When it comes to characters, it is hard to go past the heavy wagon trail on the Otago Goldfields Cavalcade.
Whether it is a one-legged non-horse-enthusiast trail boss or an American woodworker who has helped build full-size historic ship replicas, personalities on the trail abound.
Trail boss Tony Cumberbeach's chosen mode of travel was a pick-up truck rather than the more prevalent horse or wagon.
''I wouldn't have a horse for a wart on my arse,'' Mr Cumberbeach, of Dunedin, confided during a stop on a farm between Clarks Junction and Hindon yesterday morning.
More than 70 people were on the trail, including American Fred Asplen and two Australian visitors.
It was Mr Cumberbeach's ''10th or 11th'' year as trail boss and it was the people who kept him coming back year after year.
Those attracted to the heavy wagon trail were generally ''cruisy'' and they enjoyed plenty of laughs over the week.
He first became involved in the cavalcade in support roles and then stepped up as trail boss when there was no-one to take over.
Mr Cumberbeach reckoned it was time for someone else to ''have a go now''.
''Things have slowed up,'' he said, in reference to the recent amputation of his right leg, 34 years after a motorcycle accident.
His leg kept developing arthritis and he ''ran out of options'', having the leg amputated just below the knee in November last year.
While he was still learning to adjust to life without it, there was no chance he was going to miss the cavalcade.
''Hell, I was coming on this. I already told them that, with or without a leg,'' he said.
Another happy cavalcader was Mr Asplen, whose grin was nearly as vast as the rural Otago landscape through which he was travelling.
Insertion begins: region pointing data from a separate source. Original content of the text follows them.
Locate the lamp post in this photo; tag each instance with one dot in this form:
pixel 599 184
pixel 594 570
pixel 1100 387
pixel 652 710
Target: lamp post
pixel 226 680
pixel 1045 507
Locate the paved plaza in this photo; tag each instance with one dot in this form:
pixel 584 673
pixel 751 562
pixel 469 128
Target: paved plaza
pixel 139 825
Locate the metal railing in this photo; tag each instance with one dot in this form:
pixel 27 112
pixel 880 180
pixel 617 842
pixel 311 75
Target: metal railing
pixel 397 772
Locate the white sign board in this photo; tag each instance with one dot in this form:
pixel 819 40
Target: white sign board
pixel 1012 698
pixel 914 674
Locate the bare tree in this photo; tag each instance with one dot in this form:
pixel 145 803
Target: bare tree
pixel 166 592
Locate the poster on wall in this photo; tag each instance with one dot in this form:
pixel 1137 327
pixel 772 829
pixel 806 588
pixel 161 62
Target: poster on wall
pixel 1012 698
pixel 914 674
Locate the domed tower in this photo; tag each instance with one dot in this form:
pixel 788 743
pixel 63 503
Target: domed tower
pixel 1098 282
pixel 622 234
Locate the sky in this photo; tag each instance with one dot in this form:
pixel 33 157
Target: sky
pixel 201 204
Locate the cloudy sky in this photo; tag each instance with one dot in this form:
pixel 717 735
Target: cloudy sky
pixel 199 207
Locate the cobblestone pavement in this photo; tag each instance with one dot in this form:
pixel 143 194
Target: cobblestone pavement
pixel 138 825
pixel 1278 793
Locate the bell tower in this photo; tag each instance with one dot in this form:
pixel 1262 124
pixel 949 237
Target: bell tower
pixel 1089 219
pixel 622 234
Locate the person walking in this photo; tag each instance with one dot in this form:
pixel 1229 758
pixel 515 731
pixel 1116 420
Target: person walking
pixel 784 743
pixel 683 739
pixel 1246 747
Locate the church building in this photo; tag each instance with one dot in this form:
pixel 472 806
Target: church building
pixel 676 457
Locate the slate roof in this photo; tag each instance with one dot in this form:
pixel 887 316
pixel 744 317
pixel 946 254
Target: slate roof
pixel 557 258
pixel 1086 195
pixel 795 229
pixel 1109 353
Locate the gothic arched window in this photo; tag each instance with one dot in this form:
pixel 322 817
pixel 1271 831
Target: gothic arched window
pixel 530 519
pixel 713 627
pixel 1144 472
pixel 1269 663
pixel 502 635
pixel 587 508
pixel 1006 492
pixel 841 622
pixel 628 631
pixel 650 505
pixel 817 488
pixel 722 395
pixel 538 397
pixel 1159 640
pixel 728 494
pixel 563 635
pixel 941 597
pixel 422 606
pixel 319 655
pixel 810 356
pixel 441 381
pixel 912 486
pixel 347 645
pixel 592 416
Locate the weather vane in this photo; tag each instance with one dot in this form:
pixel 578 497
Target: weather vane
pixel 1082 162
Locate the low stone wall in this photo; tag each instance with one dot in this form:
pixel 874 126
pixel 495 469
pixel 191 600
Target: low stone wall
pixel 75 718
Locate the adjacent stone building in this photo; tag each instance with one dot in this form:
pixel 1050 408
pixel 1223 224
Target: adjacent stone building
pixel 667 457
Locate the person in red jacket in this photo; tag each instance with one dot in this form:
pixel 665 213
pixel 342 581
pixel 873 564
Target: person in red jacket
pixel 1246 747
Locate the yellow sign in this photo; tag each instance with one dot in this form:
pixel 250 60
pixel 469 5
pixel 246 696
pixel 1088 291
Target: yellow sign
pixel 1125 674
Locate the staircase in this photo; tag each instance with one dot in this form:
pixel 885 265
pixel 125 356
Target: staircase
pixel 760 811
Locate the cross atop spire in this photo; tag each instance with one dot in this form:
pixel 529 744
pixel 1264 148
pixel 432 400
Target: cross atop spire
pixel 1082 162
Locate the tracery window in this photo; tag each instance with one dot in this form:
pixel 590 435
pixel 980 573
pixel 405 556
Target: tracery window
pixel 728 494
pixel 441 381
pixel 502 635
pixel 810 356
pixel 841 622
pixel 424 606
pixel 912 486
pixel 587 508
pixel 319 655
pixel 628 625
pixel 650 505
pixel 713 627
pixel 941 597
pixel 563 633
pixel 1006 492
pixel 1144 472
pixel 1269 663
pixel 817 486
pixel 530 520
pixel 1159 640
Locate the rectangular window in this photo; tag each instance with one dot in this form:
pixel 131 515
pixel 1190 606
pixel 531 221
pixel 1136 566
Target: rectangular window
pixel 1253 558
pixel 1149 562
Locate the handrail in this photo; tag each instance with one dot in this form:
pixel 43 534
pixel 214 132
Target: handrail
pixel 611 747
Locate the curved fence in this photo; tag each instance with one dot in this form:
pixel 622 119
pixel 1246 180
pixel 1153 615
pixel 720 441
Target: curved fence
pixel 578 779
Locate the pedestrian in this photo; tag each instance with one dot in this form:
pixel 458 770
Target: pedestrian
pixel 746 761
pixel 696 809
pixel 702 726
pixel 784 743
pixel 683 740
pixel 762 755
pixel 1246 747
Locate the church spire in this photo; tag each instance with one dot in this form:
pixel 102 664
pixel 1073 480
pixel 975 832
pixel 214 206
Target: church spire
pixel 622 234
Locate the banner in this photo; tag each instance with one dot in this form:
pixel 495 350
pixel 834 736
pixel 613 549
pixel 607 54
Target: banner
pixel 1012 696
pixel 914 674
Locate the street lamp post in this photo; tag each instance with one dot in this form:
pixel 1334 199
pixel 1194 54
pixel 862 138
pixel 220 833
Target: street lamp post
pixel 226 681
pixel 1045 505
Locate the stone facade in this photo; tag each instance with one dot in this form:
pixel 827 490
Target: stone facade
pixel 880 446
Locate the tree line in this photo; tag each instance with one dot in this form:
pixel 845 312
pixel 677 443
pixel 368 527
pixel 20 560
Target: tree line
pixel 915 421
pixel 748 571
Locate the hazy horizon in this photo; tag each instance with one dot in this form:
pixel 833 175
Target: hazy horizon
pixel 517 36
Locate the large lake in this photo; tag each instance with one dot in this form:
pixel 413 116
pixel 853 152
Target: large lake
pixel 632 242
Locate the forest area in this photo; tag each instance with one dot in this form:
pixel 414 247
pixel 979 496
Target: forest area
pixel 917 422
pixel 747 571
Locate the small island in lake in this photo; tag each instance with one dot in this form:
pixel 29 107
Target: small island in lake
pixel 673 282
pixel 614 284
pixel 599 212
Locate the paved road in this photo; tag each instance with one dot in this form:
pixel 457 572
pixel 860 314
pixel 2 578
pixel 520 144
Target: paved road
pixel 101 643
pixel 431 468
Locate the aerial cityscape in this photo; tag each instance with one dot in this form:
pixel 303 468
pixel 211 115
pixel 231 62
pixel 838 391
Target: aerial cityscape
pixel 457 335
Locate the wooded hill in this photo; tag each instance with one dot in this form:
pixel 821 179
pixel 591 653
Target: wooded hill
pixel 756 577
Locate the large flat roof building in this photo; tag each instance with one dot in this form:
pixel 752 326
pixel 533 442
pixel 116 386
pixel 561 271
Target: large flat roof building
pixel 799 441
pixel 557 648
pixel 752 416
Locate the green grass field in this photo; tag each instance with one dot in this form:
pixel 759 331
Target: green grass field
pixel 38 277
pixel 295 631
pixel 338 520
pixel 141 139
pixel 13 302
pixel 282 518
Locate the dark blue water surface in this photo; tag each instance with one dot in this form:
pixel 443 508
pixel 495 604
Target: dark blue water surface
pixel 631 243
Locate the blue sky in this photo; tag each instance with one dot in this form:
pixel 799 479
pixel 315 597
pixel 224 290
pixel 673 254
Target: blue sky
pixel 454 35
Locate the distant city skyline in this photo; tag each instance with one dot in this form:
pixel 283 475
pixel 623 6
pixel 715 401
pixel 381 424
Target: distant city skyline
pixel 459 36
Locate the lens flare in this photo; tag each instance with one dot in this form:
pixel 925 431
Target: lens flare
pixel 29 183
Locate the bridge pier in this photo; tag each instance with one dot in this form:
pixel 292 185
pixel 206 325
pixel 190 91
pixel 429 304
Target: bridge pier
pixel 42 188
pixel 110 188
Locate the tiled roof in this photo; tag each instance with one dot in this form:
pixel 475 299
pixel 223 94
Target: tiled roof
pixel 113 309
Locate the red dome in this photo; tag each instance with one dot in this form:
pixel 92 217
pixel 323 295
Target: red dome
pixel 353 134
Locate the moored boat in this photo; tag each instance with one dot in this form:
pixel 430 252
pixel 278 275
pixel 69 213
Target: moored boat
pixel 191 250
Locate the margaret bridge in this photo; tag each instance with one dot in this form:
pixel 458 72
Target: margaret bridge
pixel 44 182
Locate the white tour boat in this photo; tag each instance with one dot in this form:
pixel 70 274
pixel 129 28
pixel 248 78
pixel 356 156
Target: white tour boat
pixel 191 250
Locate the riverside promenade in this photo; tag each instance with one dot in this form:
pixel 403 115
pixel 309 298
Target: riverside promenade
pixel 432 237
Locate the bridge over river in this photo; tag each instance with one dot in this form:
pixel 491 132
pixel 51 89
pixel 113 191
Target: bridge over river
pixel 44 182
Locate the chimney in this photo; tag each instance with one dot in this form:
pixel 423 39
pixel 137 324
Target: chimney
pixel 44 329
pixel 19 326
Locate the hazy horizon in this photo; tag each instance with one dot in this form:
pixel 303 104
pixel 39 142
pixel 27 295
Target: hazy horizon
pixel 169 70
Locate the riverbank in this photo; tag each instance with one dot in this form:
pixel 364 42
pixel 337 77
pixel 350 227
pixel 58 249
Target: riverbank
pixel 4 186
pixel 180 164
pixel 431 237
A passenger on Snow Cleaver's wagon, pulled by five Clydesdale horses, Mr Asplen (65), from Kentucky, was having an ''awesome'' time.
About five years ago, he came to New Zealand as a wwoofer (willing workers on organic farms) and stayed with the sister of a cavalcader.
He had always wanted to come to New Zealand - ''I wish I came in my 20s, I'd still be here,'' he said ruefully - and he loved the experience.
This year, he decided to return to visit his friends and co-ordinated this with the cavalcade.
As the heavy wagon trail traversed farmland with distinctive rocky tors, Mr Asplen described the countryside as ''unbelievable''.
The cavalcade finishes on Saturday with hundreds of riders, wagoners and walkers from nine trails converging on Outram.